2. Choosism And Conviction Formation

Stefan Kober

Conviction Formation Theory may seem to leave little room for deliberate choice.

Convictions emerge.

Perhaps what we call deliberation is merely something that happens to us.

On this view, the spreadsheet does not help us choose.

It merely becomes one more cause among others.

The distinction between good and bad criteria begins to dissolve.

Reasoning becomes another process within conviction formation, alongside habit, emotion, imitation, and social influence.


At first glance, this conclusion appears to follow naturally.

Yet something important seems to have been lost.

People really do compare alternatives.

Arguments sometimes change minds.

Mathematics exhibits remarkable stability.
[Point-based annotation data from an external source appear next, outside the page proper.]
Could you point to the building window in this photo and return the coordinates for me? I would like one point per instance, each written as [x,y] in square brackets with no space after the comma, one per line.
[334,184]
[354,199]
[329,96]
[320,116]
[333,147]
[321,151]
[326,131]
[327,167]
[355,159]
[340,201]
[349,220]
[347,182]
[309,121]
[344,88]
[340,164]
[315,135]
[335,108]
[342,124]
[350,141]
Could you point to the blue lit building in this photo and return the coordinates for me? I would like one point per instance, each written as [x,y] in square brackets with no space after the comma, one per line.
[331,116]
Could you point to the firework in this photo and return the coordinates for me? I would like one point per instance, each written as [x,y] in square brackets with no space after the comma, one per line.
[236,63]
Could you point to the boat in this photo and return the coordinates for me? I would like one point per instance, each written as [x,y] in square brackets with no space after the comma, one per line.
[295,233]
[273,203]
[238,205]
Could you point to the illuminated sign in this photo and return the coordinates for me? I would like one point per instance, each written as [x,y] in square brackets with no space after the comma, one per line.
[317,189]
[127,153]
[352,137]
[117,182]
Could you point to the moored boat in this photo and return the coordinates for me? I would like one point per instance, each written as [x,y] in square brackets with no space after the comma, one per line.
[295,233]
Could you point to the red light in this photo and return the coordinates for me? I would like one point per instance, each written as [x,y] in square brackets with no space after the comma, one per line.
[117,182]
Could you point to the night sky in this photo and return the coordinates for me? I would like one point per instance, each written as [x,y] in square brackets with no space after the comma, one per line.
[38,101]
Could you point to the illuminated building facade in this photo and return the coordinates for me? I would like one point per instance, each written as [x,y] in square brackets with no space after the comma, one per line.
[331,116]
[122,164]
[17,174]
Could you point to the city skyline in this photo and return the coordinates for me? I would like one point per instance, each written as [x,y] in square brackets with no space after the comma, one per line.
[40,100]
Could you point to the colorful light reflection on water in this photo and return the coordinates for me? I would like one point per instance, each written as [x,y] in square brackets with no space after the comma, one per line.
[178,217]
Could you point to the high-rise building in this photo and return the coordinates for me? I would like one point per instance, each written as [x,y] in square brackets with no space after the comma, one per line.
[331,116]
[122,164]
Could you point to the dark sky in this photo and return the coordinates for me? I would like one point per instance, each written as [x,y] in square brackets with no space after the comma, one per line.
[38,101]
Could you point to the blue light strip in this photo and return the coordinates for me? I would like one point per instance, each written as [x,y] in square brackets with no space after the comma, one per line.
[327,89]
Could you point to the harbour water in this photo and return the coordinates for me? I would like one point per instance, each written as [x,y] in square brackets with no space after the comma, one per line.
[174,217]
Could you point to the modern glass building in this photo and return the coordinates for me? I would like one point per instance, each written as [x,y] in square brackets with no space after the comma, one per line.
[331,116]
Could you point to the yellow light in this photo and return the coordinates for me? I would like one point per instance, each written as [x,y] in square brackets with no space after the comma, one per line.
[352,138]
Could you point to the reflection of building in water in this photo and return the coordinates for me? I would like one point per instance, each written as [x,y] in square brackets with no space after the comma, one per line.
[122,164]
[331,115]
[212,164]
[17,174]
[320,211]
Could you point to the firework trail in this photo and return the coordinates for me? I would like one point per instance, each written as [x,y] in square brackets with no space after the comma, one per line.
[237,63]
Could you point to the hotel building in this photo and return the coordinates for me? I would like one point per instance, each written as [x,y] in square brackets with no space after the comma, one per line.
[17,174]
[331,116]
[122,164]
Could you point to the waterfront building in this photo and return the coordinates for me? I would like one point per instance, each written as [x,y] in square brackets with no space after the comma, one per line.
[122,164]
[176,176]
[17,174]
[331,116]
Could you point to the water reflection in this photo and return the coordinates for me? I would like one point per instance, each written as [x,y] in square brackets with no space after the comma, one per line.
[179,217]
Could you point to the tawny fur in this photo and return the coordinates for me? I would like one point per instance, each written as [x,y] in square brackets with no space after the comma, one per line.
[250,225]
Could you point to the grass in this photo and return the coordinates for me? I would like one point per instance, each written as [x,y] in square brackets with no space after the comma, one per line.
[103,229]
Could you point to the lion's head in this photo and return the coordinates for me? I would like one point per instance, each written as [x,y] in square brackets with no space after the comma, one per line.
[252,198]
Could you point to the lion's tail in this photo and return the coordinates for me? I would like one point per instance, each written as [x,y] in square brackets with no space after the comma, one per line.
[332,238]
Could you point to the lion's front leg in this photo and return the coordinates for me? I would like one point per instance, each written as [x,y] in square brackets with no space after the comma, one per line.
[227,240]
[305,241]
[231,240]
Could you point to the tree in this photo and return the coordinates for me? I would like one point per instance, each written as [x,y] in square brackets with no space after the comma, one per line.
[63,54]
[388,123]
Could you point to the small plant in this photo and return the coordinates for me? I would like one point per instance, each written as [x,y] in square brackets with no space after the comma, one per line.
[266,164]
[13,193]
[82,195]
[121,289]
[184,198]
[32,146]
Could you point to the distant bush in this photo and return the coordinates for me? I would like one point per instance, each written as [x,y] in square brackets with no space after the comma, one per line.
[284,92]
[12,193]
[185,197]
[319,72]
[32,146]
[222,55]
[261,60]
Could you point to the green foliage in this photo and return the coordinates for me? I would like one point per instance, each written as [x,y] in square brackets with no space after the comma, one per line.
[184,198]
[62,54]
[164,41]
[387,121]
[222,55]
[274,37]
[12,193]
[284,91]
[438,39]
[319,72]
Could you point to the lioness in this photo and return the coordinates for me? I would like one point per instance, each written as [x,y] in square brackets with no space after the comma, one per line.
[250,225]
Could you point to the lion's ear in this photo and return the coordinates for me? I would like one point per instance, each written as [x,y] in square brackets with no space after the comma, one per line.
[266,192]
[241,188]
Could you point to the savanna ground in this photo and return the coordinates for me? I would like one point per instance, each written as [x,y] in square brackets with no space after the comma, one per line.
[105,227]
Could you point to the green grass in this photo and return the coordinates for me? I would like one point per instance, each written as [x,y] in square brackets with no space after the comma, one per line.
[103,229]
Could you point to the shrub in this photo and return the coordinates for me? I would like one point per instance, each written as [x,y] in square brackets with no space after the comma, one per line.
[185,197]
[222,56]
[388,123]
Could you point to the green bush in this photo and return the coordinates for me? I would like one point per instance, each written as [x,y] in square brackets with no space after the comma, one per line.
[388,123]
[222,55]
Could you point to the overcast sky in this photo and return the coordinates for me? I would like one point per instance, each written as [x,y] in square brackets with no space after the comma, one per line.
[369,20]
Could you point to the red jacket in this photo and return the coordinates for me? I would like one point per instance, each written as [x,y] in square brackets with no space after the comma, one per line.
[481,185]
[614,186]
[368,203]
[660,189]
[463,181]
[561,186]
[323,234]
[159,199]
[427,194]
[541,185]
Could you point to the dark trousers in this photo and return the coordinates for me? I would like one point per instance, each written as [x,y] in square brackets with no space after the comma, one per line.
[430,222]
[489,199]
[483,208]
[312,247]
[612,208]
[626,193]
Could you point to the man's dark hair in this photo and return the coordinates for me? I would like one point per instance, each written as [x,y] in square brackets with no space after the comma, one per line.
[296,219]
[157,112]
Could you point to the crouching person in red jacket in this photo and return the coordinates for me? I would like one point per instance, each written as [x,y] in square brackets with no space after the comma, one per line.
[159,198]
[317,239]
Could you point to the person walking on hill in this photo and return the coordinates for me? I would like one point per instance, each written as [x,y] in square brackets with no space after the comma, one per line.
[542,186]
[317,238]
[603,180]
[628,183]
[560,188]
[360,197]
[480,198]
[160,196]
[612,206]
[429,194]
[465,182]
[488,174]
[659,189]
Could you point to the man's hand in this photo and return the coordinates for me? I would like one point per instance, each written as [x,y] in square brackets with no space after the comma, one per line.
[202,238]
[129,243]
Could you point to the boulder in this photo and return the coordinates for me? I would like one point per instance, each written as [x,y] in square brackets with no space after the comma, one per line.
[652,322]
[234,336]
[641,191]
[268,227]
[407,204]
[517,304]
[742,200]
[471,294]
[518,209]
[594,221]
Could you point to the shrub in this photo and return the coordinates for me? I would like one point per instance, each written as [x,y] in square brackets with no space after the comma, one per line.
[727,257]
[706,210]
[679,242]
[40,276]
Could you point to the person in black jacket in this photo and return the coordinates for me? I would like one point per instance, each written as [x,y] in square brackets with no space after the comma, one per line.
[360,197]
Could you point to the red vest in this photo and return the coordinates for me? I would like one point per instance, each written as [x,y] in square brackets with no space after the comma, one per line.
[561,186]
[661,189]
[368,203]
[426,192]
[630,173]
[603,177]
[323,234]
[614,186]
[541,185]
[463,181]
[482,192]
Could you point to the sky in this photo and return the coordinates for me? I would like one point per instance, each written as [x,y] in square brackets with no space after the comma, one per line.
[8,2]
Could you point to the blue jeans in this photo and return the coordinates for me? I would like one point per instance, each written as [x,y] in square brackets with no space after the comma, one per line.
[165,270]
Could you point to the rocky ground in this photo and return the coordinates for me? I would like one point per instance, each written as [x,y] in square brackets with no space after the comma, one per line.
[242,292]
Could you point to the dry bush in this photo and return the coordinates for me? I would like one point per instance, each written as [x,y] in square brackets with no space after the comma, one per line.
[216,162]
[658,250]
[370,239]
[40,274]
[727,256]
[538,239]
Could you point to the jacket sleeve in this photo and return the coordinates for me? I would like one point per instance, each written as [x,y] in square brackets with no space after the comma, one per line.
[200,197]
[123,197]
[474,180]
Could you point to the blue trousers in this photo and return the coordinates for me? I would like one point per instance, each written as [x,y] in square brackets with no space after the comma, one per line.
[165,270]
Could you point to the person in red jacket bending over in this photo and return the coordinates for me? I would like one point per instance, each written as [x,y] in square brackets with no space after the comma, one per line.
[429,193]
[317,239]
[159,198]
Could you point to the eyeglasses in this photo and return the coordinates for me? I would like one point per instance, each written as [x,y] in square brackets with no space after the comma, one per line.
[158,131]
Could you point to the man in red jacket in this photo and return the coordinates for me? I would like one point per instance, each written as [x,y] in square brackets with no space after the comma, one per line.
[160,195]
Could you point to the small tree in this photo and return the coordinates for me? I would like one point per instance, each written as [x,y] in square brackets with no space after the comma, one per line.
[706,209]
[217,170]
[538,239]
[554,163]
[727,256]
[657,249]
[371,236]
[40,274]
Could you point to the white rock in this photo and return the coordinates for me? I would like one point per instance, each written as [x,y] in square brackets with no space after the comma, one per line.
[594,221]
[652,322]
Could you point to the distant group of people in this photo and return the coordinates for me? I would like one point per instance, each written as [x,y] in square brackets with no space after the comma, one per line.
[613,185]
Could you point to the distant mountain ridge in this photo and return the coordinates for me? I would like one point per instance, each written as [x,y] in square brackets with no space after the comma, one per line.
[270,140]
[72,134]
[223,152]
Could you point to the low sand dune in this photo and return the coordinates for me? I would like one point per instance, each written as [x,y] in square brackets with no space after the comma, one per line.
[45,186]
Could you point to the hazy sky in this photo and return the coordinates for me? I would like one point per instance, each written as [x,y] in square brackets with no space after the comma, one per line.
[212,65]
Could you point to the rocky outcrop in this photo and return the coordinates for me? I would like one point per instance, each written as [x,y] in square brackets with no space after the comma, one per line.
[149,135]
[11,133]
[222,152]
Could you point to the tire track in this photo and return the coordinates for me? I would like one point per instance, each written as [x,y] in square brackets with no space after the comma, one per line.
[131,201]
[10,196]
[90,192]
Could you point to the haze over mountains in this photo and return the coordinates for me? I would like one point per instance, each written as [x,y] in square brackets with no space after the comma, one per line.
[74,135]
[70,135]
In questions about the natural world, scientific procedures routinely outperform intuition.

Some methods repeatedly lead to convictions that survive criticism better than others, like logic or probability theory.

These observations are not illusions. Situations exist where we regret not using criteria. Looking back, we sometimes realize that we should have compared more carefully, checked more thoroughly, or taken considerations seriously that we dismissed at the time.

"Had I only" is the sound of missed opportunities for good choices.

Any account that dismisses them too quickly creates new problems while solving old ones.


Both choosism and conviction formation theory capture something real.

We deliberate.

We evaluate.

We compare.

Yet the capacities that make such activities possible do not arise from nowhere.

The question is therefore not whether criteria exist.

The question is how criteria themselves arise, stabilize, and acquire authority.